Marge vs majoration : fixer ses prix correctement
La marge et la majoration décrivent la même transaction avec deux dénominateurs différents. Les confondre est l’une des erreurs arithmétiques les plus fréquentes et les plus coûteuses en petite entreprise — et elle se trompe toujours dans le même sens : vous facturez trop peu.
Les deux formules
marge % = (prix − cout) / prix × 100
majoration % = (prix − cout) / cout × 100
La marge est une part du chiffre d’affaires. La majoration est une part du coût.
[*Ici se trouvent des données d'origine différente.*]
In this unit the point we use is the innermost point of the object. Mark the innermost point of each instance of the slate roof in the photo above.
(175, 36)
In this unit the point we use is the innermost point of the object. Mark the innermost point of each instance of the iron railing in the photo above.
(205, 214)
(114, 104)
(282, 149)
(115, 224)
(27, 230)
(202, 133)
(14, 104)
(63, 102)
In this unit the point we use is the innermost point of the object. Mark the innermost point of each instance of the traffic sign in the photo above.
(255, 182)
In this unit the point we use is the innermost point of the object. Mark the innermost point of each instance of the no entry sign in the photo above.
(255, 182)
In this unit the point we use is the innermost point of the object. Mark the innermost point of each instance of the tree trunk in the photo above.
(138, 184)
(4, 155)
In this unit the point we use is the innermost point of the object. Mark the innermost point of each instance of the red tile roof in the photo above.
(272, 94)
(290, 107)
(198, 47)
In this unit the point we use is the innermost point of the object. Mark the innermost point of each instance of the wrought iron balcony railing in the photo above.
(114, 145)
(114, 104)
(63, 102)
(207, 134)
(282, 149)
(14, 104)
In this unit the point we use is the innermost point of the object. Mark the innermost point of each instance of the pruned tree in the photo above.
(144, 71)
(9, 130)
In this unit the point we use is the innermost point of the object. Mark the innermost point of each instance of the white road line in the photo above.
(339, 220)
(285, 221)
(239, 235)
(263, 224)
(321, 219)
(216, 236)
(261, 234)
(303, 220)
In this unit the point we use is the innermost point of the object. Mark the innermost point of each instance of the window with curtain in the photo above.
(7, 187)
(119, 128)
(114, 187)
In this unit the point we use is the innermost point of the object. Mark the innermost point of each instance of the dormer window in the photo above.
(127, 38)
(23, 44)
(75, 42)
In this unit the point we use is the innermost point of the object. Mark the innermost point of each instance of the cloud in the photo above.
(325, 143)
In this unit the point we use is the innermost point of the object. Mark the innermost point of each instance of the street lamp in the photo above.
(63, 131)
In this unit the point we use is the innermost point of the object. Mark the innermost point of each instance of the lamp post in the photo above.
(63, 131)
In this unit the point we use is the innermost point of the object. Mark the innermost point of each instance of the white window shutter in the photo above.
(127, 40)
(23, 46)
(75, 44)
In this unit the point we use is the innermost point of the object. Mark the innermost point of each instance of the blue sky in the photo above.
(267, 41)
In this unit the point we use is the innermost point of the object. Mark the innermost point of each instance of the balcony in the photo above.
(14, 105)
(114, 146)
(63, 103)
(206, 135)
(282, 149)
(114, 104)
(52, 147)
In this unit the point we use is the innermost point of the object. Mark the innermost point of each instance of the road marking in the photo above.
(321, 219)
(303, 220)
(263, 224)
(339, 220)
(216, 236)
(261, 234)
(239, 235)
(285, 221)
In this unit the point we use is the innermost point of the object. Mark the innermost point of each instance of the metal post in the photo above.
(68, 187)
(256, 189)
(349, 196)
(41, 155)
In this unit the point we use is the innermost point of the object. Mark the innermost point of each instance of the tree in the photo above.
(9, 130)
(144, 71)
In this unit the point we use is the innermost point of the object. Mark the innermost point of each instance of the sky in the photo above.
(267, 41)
Sur un produit qui coûte 60 $ et se vend 100 $ :
- Marge = (100 − 60) / 100 = 40 %
- Majoration = (100 − 60) / 60 = 66,7 %
Les mêmes 40 $. Deux pourcentages très différents à l’œil.
La confusion qui coûte vraiment cher
L’erreur classique : vous visez 40 % de marge, donc vous ajoutez 40 % au coût. 60 $ × 1,40 = 84 $. Mais 84 $ donne une marge de (84 − 60) / 84 = 28,6 %, pas 40 %. Vous venez d’abandonner plus de onze points de marge sur chaque unité.
Pour atteindre une marge cible, il faut diviser et non multiplier :
prix = cout / (1 − marge_cible)
prix = 60 / (1 − 0,40) = 100 $
| Marge visée | Diviser le coût par | Majoration équivalente |
|---|---|---|
| 20 % | 0,80 | 25 % |
| 30 % | 0,70 | 42,9 % |
| 40 % | 0,60 | 66,7 % |
| 50 % | 0,50 | 100 % |
| 60 % | 0,40 | 150 % |
| 70 % | 0,30 | 233 % |
Coût de revient : ce qui entre vraiment dedans
Une marge calculée sur la seule facture du fournisseur est une fiction. Le chiffre qui appartient à la formule est le coût de revient complet — tout ce qu’il faut pour amener une unité vendable entre vos mains :
- Le prix unitaire fournisseur
- Le transport entrant, réparti par unité
- Les droits de douane et frais d’importation
- Les taxes non récupérables
- L’emballage et l’assemblage
- Un taux attendu de casse ou de défauts
Pour le commerce en ligne, deux déductions supplémentaires appartiennent à toute marge que vous comptez dépenser : les frais de traitement des paiements (environ 2,5 à 3,5 % de la vente) et les retours attendus. Une marge brute de 40 % avec 3 % de frais et 10 % de retours se rapproche plutôt de 30 % dans la réalité.
Seuil de rentabilité et marge sur coûts variables
La marge unitaire dit si une vente vaut la peine. La marge sur coûts variables dit combien de ventes maintiennent l’entreprise en vie :
contribution_unitaire = prix − cout_variable_unitaire
seuil_unites = couts_fixes / contribution_unitaire
Avec 8 000 $ de coûts fixes mensuels et 34 $ de contribution unitaire, le seuil est de 236 unités par mois. Ce seul chiffre recadre la plupart des débats sur les prix : une hausse de 4 $ fait tomber le seuil à 211 unités — un mois 10 % plus facile, à partir d’un changement que la plupart des clients ne remarqueront pas.
Ce qu’une remise coûte réellement
Une remise ne réduit pas le chiffre d’affaires de son pourcentage — elle réduit le profit de bien davantage, parce que le coût, lui, ne bouge pas. À 40 % de marge, une remise de 20 % coupe le profit de moitié.
| Remise | À 30 % de marge | À 40 % de marge | À 50 % de marge |
|---|---|---|---|
| 10 % | −33 % de profit | −25 % de profit | −20 % de profit |
| 20 % | −67 % de profit | −50 % de profit | −40 % de profit |
| 30 % | −100 % de profit | −75 % de profit | −60 % de profit |
| 40 % | Perte | −100 % de profit | −80 % de profit |
Le volume nécessaire pour rentabiliser une remise découle de la même arithmétique :
hausse_volume_requise = remise / (marge − remise)
20 % de remise à 40 % de marge → 0,20 / (0,40 − 0,20) = 1,00 → les ventes doivent doubler
D’où le test utile avant une promotion : non pas « est-ce que ça va vendre plus ? » mais « est-ce que ça va vendre deux fois plus ? ». Si la réponse honnête est non, la promotion est un transfert de votre marge vers vos clients — parfois délibérément justifié, rarement justifié par accident.